Unions have developed a list of 10 simple measures which they believe will vastly reduce the number of illnesses, injuries and deaths caused by work. The TUC is calling on the government to:

  • ensure all workplaces are inspected regularly by the enforcing authority
  • revise the law on safety reps and safety committees to increase the areas they cover and their effectiveness
  • give occupational health the same priority as injury prevention
  • introduce a new, legally binding dust standard
  • ensure exposure to carcinogens in the workplace is removed
  • introduce a law governing maximum temperature in the workplace
  • increase protection for vulnerable and atypical workers
  • place a legal duty on directors
  • ensure health and safety is a significant factor in all public sector procurement
  • adopt and comply with all health and safety conventions from the International Labour Organisation.

TUC General Secretary Frances O’Grady said: “The government says that the UK is a safe place to work and that we don’t need any more regulation. If only this were the case. With the UK ranked just 20th in the health and safety risk index of 34 developed nations, we’ve hardly got a record to be proud of.

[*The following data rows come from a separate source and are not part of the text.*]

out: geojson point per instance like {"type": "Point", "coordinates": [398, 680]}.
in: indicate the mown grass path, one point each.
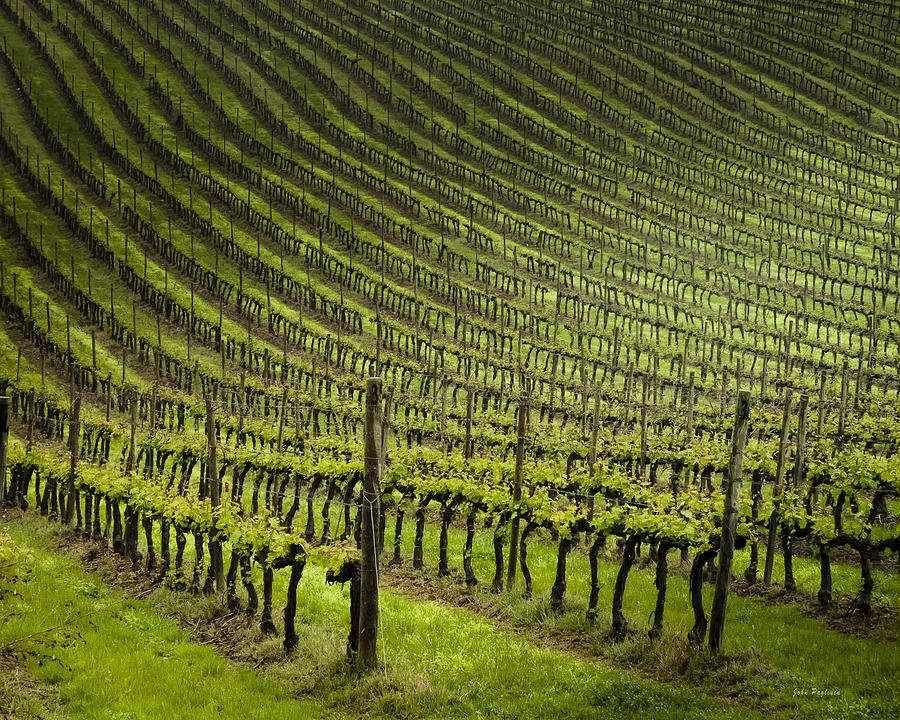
{"type": "Point", "coordinates": [127, 658]}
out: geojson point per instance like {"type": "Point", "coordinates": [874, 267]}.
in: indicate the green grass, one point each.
{"type": "Point", "coordinates": [127, 658]}
{"type": "Point", "coordinates": [112, 657]}
{"type": "Point", "coordinates": [780, 653]}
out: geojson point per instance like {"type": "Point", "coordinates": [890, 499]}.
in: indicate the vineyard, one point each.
{"type": "Point", "coordinates": [607, 260]}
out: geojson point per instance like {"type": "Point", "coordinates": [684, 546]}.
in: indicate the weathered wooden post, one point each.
{"type": "Point", "coordinates": [4, 444]}
{"type": "Point", "coordinates": [779, 474]}
{"type": "Point", "coordinates": [370, 512]}
{"type": "Point", "coordinates": [214, 487]}
{"type": "Point", "coordinates": [729, 520]}
{"type": "Point", "coordinates": [517, 493]}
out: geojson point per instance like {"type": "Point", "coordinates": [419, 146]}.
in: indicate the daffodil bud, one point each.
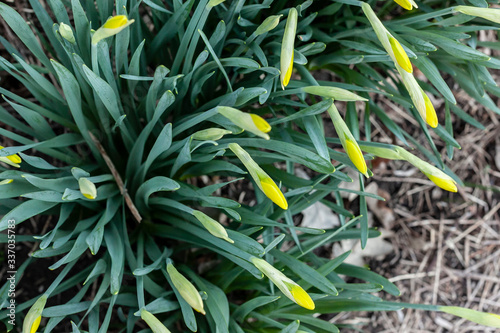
{"type": "Point", "coordinates": [490, 14]}
{"type": "Point", "coordinates": [248, 121]}
{"type": "Point", "coordinates": [212, 226]}
{"type": "Point", "coordinates": [153, 322]}
{"type": "Point", "coordinates": [269, 24]}
{"type": "Point", "coordinates": [347, 140]}
{"type": "Point", "coordinates": [185, 289]}
{"type": "Point", "coordinates": [12, 160]}
{"type": "Point", "coordinates": [111, 27]}
{"type": "Point", "coordinates": [437, 176]}
{"type": "Point", "coordinates": [430, 112]}
{"type": "Point", "coordinates": [261, 178]}
{"type": "Point", "coordinates": [355, 155]}
{"type": "Point", "coordinates": [390, 44]}
{"type": "Point", "coordinates": [210, 134]}
{"type": "Point", "coordinates": [287, 286]}
{"type": "Point", "coordinates": [34, 315]}
{"type": "Point", "coordinates": [67, 33]}
{"type": "Point", "coordinates": [482, 318]}
{"type": "Point", "coordinates": [6, 181]}
{"type": "Point", "coordinates": [400, 55]}
{"type": "Point", "coordinates": [406, 4]}
{"type": "Point", "coordinates": [287, 45]}
{"type": "Point", "coordinates": [335, 93]}
{"type": "Point", "coordinates": [87, 188]}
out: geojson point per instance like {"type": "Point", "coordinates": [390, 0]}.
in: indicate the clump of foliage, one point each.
{"type": "Point", "coordinates": [133, 101]}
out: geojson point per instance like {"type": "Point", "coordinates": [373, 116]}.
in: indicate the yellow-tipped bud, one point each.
{"type": "Point", "coordinates": [400, 55]}
{"type": "Point", "coordinates": [356, 156]}
{"type": "Point", "coordinates": [301, 297]}
{"type": "Point", "coordinates": [445, 182]}
{"type": "Point", "coordinates": [287, 286]}
{"type": "Point", "coordinates": [247, 121]}
{"type": "Point", "coordinates": [186, 289]}
{"type": "Point", "coordinates": [34, 316]}
{"type": "Point", "coordinates": [111, 27]}
{"type": "Point", "coordinates": [482, 318]}
{"type": "Point", "coordinates": [212, 226]}
{"type": "Point", "coordinates": [67, 33]}
{"type": "Point", "coordinates": [273, 192]}
{"type": "Point", "coordinates": [287, 45]}
{"type": "Point", "coordinates": [153, 322]}
{"type": "Point", "coordinates": [406, 4]}
{"type": "Point", "coordinates": [430, 112]}
{"type": "Point", "coordinates": [87, 188]}
{"type": "Point", "coordinates": [260, 123]}
{"type": "Point", "coordinates": [13, 158]}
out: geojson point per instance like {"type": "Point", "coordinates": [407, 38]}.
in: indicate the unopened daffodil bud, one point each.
{"type": "Point", "coordinates": [430, 112]}
{"type": "Point", "coordinates": [443, 180]}
{"type": "Point", "coordinates": [211, 134]}
{"type": "Point", "coordinates": [287, 286]}
{"type": "Point", "coordinates": [355, 155]}
{"type": "Point", "coordinates": [406, 4]}
{"type": "Point", "coordinates": [248, 121]}
{"type": "Point", "coordinates": [87, 188]}
{"type": "Point", "coordinates": [153, 322]}
{"type": "Point", "coordinates": [400, 55]}
{"type": "Point", "coordinates": [67, 33]}
{"type": "Point", "coordinates": [269, 24]}
{"type": "Point", "coordinates": [347, 140]}
{"type": "Point", "coordinates": [437, 176]}
{"type": "Point", "coordinates": [34, 316]}
{"type": "Point", "coordinates": [111, 27]}
{"type": "Point", "coordinates": [335, 93]}
{"type": "Point", "coordinates": [490, 14]}
{"type": "Point", "coordinates": [186, 289]}
{"type": "Point", "coordinates": [482, 318]}
{"type": "Point", "coordinates": [261, 178]}
{"type": "Point", "coordinates": [390, 44]}
{"type": "Point", "coordinates": [212, 226]}
{"type": "Point", "coordinates": [12, 160]}
{"type": "Point", "coordinates": [287, 45]}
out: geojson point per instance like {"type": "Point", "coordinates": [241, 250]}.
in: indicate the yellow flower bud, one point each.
{"type": "Point", "coordinates": [287, 286]}
{"type": "Point", "coordinates": [247, 121]}
{"type": "Point", "coordinates": [400, 55]}
{"type": "Point", "coordinates": [153, 322]}
{"type": "Point", "coordinates": [67, 33]}
{"type": "Point", "coordinates": [287, 45]}
{"type": "Point", "coordinates": [406, 4]}
{"type": "Point", "coordinates": [212, 226]}
{"type": "Point", "coordinates": [111, 27]}
{"type": "Point", "coordinates": [445, 182]}
{"type": "Point", "coordinates": [430, 112]}
{"type": "Point", "coordinates": [301, 297]}
{"type": "Point", "coordinates": [356, 156]}
{"type": "Point", "coordinates": [34, 316]}
{"type": "Point", "coordinates": [260, 123]}
{"type": "Point", "coordinates": [273, 192]}
{"type": "Point", "coordinates": [87, 188]}
{"type": "Point", "coordinates": [186, 289]}
{"type": "Point", "coordinates": [13, 158]}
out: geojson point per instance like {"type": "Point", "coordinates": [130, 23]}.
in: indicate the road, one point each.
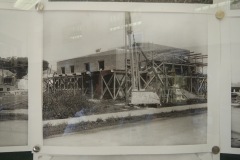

“Good employers who work closely with unions improving health and safety at work don’t see regulation as an intrusive burden. But rogue bosses, who are happy to cut corners and take risks with their employees’ lives, do.

”There is a real danger that further cuts and deregulation will destroy the workplace safety culture that has existed in Britain for many decades – with a disastrous effect on workers health and safety.

“But there is an alternative – a government that is committed to protecting workers and puts a stop to the large-scale negligence that claims the lives or health of far too many workers and costs the state billions of pounds.”

Toxic, Corrosive and Hazardous: The government’s record on health and safety is published to coincide with Workers’ Memorial Day today, which is held on 28 April every year. It is a day when all over the world workers and their representatives conduct events, demonstrations, vigils and a host of other activities.

In the UK over 20,000 people die prematurely every year as a result of injuries or accidents caused by their work. Today in towns and cities across the country people will gather to remember the many victims. As well as remembering the dead, the day also serves as a reminder that workplace-related deaths are not inevitable and can be prevented.